In this case, the review states that the movie is considered good, but the reviewer disagrees with this sentiment. Doesn't understand the disagreement, and recognises it as positive, but not strongly.

In [59]:
# Tokenize and vectorize it
vec_list = tokenize_and_vectorize([(1, test6)]) # Feed a sample to the tokenizer and vectorizer

# Convert the input to a fixed input length by padding or truncating
test_vec_list = pad_trunc(vec_list, maxlen) # convert the input to a fixed input length

# Input it to the model to predict the sentiment for it
test_vec = np.reshape(test_vec_list, (len(test_vec_list), maxlen, embedding_dims))

# Present the prediction
model_cnn1.predict(test_vec) # predict the sentiment of the input



array([[0.55929637]], dtype=float32)

Positive - NO

This review is very positive, but not explicit. The reviewer compares watching the movie to a series of pleasurable activities, but it is never outwardly stated that the movie is good and there are no positive adjectives.

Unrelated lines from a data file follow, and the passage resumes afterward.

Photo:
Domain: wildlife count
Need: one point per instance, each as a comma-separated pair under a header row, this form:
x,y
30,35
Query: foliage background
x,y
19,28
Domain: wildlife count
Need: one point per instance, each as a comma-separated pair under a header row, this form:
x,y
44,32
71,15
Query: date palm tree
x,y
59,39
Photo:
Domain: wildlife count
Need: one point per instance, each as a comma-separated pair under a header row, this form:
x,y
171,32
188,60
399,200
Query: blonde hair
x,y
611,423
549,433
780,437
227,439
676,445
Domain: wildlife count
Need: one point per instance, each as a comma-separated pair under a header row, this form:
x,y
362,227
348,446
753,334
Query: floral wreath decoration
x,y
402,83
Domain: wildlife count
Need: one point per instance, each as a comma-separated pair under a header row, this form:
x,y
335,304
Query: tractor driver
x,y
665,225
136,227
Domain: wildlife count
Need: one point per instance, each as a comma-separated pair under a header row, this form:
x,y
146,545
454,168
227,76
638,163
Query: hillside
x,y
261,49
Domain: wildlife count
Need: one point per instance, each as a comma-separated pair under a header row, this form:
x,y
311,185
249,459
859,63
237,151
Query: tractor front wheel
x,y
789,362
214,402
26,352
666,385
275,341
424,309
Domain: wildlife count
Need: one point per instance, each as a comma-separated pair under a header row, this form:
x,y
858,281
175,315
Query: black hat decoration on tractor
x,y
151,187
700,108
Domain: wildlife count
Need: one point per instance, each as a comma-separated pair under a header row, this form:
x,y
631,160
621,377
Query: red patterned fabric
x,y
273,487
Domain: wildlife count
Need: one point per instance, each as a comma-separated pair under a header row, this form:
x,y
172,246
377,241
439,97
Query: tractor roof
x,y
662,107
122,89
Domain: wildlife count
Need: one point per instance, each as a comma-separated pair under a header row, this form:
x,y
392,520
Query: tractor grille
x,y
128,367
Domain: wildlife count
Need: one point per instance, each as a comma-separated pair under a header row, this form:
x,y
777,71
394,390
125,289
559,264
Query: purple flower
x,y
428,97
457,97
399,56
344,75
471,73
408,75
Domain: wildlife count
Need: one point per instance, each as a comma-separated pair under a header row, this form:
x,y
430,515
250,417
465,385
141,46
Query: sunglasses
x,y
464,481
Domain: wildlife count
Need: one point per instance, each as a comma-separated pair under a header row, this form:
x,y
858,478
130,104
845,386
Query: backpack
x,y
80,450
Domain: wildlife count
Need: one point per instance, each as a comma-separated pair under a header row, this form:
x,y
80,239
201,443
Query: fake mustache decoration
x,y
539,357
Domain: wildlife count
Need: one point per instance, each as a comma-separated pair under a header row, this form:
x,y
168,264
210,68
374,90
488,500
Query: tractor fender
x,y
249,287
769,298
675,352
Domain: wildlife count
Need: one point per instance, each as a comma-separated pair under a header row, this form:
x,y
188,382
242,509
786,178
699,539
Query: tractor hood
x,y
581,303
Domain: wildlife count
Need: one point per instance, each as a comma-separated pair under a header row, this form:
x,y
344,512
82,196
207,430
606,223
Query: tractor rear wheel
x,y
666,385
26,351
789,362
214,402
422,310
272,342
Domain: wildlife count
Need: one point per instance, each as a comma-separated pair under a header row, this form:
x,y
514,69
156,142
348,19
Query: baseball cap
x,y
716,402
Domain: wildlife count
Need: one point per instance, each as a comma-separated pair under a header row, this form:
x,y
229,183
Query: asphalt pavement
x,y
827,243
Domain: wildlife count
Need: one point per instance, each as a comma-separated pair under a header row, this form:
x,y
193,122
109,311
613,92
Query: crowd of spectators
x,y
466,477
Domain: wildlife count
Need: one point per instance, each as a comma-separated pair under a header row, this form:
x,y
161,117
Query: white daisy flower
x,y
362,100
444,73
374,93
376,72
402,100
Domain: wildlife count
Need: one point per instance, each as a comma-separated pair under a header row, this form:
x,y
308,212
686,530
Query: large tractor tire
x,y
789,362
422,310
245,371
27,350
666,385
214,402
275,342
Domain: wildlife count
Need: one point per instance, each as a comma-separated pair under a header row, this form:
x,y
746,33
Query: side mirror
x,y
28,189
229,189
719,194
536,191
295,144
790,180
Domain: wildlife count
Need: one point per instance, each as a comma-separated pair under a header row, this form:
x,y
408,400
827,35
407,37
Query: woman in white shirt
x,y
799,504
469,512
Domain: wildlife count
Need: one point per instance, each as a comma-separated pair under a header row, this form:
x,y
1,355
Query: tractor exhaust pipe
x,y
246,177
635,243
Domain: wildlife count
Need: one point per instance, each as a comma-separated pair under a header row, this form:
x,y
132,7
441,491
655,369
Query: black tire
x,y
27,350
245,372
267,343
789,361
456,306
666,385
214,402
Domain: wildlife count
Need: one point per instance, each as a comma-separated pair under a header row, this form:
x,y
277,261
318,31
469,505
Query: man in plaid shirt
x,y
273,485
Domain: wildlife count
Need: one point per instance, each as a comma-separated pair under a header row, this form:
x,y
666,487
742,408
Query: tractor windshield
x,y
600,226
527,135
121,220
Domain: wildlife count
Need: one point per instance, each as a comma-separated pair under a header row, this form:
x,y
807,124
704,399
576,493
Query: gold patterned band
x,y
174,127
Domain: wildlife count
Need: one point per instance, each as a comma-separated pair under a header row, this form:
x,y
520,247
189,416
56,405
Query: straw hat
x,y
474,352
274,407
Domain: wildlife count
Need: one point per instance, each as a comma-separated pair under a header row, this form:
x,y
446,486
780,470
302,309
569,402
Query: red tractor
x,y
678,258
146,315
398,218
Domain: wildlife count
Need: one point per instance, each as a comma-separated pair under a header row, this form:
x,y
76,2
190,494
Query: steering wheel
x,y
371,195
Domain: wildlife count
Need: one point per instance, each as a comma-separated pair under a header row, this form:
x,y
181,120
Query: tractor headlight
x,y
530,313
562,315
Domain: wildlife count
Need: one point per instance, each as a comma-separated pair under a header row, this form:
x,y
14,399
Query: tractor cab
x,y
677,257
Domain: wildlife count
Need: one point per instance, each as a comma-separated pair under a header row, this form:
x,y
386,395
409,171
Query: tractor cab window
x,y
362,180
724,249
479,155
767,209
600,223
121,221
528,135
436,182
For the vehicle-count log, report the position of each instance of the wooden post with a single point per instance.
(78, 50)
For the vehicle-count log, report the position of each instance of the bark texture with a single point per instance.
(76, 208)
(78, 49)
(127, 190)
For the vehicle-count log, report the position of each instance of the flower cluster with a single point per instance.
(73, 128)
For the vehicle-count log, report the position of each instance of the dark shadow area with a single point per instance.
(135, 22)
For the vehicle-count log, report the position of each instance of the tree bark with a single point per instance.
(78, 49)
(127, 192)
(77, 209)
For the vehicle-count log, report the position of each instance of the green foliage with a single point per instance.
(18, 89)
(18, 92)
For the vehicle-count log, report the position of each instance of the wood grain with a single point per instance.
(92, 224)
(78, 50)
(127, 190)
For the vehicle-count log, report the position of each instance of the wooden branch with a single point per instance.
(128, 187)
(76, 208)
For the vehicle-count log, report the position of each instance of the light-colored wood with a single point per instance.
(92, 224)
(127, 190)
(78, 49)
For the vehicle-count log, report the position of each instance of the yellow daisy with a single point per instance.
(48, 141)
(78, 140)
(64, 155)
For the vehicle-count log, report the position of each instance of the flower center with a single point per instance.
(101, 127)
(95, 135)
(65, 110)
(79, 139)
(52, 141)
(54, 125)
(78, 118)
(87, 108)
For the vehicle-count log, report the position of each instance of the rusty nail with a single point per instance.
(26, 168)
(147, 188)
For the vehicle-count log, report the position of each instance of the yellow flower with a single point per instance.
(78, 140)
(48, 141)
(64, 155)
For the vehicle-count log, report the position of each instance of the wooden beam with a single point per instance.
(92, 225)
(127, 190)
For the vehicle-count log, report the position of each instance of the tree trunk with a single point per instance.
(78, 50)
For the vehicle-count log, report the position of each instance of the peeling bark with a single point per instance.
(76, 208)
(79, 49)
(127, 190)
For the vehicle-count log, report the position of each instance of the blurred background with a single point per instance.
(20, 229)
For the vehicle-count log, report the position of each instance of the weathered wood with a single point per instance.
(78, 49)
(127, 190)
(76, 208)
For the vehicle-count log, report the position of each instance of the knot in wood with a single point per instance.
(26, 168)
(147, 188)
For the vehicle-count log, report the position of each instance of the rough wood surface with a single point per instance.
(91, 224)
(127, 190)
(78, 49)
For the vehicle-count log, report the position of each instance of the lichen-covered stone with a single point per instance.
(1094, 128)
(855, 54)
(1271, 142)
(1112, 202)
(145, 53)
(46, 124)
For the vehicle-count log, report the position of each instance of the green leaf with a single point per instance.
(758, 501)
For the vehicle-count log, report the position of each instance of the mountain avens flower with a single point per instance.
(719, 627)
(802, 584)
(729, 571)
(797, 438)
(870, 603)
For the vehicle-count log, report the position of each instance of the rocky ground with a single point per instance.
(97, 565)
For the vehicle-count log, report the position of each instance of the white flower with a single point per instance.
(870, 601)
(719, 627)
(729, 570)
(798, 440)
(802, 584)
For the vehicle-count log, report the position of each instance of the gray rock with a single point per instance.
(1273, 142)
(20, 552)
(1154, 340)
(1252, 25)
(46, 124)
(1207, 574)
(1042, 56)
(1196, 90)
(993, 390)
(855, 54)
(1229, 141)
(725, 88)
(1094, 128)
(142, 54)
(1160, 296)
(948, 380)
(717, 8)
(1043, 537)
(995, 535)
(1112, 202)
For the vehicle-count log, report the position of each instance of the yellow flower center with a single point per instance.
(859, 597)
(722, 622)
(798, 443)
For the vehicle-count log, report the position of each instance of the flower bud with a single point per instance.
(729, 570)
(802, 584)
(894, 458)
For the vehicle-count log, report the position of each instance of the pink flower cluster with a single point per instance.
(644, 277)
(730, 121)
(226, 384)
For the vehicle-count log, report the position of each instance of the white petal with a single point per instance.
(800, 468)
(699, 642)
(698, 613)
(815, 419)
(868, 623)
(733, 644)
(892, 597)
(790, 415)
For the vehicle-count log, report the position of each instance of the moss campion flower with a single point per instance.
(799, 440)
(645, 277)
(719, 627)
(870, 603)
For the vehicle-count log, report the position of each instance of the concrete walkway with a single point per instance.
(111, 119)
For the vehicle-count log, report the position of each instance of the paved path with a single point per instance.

The model recognises it as a neutral review.

In [60]:
# Tokenize and vectorize it
vec_list = tokenize_and_vectorize([(1, test7)]) # Feed a sample to the tokenizer and vectorizer

# Convert the input to a fixed input length by padding or truncating
test_vec_list = pad_trunc(vec_list, maxlen) # convert the input to a fixed input length

# Input it to the model to predict the sentiment for it
test_vec = np.reshape(test_vec_list, (len(test_vec_list), maxlen, embedding_dims))

# Present the prediction
model_cnn1.predict(test_vec) # predict the sentiment of the input



array([[0.7029168]], dtype=float32)

Positive - OK

This review is very positive. The model recognises it as such, but doesn't understand how stronly positive it is.